(110 / 158) 浦原娘主 (110)

着いた先は中央四十六室だった。


「これは…卯ノ花隊長!」

「…急ぎましょう」


しかし警備の姿もなく扉も何者かに壊され、中に入ると中央四十六室の人達が死んでいた。
何かがぶつかる音が聞こえ真由美と卯ノ花は急いでその音のした場所へと向かった。


****************


真由美がついた先にあったものは卍解している日番谷と隅には市丸そして…


死んだはずの藍染がいた。


「藍染…俺はてめぇを、殺す」


日番谷の痛いぐらいの霊圧を感じる。
藍染に怒りをぶつけていた。


「あまり強い言葉を使うなよ、弱く見えるぞ」


藍染の言葉に日番谷は攻撃を仕掛ける。
氷輪丸に刺された藍染は氷付けにされてしまった。


だが


藍染は氷の中から不適な笑みを浮かべ一瞬にして氷を崩さず日番谷の背後に現れる。

その瞬間日番谷は血を噴出し、倒れる。


「冬獅郎くん!!」


真由美は倒れている日番谷のもとへ駆け寄る。
卯ノ花が止めるが卯ノ花の手は届かなかった。
藍染の横を通り抜ける寸前に藍染に腕をつかまれる。


「なっ…放せ!!」


振り払おうともがく真由美だが子供と大人の力、そして副隊長と元とはいえ隊長の力では差がありすぎてビクともしない。


「来られるとすればそろそろかと思っておりましたよ。

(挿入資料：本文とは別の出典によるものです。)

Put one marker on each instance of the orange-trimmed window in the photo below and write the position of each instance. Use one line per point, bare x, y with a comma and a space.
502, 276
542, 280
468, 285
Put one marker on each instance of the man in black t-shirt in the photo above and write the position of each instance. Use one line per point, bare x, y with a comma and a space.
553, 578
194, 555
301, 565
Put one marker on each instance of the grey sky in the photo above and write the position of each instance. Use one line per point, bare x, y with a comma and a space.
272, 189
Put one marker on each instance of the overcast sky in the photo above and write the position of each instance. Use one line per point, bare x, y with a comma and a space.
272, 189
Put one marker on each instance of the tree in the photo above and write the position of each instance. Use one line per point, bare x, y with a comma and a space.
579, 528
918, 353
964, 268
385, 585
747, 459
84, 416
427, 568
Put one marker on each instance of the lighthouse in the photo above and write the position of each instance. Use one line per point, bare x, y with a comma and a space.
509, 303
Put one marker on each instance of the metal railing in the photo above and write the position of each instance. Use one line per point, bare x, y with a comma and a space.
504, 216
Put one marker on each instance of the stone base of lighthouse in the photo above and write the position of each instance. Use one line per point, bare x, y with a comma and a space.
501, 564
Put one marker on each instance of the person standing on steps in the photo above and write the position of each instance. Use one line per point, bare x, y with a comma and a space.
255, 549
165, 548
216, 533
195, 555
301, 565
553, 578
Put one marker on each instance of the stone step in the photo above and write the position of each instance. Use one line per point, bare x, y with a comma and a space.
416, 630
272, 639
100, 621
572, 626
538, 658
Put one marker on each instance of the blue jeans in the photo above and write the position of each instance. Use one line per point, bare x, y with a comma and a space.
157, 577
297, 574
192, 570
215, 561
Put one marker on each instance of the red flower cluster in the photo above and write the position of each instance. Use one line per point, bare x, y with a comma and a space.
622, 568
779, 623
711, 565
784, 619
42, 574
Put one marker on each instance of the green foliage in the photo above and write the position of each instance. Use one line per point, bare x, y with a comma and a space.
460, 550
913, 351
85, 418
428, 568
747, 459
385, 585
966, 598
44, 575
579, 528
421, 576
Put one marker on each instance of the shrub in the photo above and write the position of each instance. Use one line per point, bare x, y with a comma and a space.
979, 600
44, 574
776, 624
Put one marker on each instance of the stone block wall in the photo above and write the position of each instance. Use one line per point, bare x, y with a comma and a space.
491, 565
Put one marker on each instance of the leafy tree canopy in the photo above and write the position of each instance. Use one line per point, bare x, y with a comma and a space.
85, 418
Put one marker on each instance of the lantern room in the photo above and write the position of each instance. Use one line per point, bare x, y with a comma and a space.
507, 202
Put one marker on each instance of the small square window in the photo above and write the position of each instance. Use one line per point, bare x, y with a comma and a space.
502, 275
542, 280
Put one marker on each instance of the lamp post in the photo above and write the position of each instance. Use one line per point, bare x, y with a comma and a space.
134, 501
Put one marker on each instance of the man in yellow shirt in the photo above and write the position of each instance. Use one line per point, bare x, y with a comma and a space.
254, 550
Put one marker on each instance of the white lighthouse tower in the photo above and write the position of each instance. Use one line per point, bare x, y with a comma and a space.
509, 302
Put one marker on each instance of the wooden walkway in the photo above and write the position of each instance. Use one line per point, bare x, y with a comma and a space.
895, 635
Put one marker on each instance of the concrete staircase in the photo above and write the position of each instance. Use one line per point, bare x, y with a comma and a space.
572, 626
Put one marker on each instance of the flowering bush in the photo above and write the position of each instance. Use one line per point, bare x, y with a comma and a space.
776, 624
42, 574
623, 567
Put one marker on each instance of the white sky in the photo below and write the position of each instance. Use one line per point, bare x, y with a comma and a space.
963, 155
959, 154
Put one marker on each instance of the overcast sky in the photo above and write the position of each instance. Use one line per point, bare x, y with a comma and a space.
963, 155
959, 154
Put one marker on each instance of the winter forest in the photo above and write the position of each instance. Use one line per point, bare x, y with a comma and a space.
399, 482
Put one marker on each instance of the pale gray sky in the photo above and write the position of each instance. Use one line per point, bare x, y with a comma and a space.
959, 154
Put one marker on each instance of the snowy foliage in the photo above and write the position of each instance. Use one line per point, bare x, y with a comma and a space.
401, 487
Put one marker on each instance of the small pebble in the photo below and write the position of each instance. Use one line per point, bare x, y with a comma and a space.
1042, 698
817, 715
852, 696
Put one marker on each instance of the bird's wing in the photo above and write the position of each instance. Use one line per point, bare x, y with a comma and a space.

すぐに此処だと分かりましたか?」


もがく真由美を余所に藍染は卯ノ花に話しかける。
卯ノ花は目を閉じていた。


「いかなる理由があろうとも立ち入ることを許されない完全禁踏区域は瀞霊廷内では清浄塔居林ただ一箇所のみ。貴方が、あれほどまでに精巧な死体の人形を作ってまで身を隠そうとしたのなら…その行く先は瀞霊廷内では最も見つかりにくい此処を置いて他にありません」

「おしいな…読みはいいが間違いが二つある。まず一つ目に、僕は身を隠すために此処に来たわけじゃない。そしてもう一つ…コレは死体の人形ではない」


突然現れたのは藍染そっくりの人形だった。


「いつの間に…」

「いつの間に?
この手に持っていたさ…さっきからずっとね」


真由美の疑問に答える藍染。
だが真由美の方を向いては居なかった。


「ただ…今この瞬間まで僕がそう見せようとしなかっただけだ…」


藍染は『僕が言っている意味がすぐにわかるさ』とその人形を斬魄刀に戻す。

どうやら藍染は斬魄刀自体を偽っていたらしく、その能力は一度でも見れば術に落ちる、という事。

そこで卯ノ花は気付く。


「つまり最初から東仙要は僕の部下だ。」


頃合を見て市丸が動く。
細い布が中を舞い藍染と市丸、そして藍染に捕まっている真由美の周りを回り始める。


「なに…!?」

「最後に褒めておこうか。検査のために最も長く触れたからといえ完全催眠にありながら、僕の死体に僅かでも違和感を感じたことは見事だった…卯ノ花隊長。さようなら、君たちにはもう二度と会うこともあるまい。」


その言葉を最後に、市丸と藍染と真由美は姿を消す。


****************


恋次とルキアも同じく東仙によって双極に戻されてしまった…


「ここは…双極の丘!?」

「ようこそ、阿散井くん」


恋次は本来なら聞けるはずのない声を聞き後ろに振り返る。
そこには藍染、市丸、真由美の姿があった。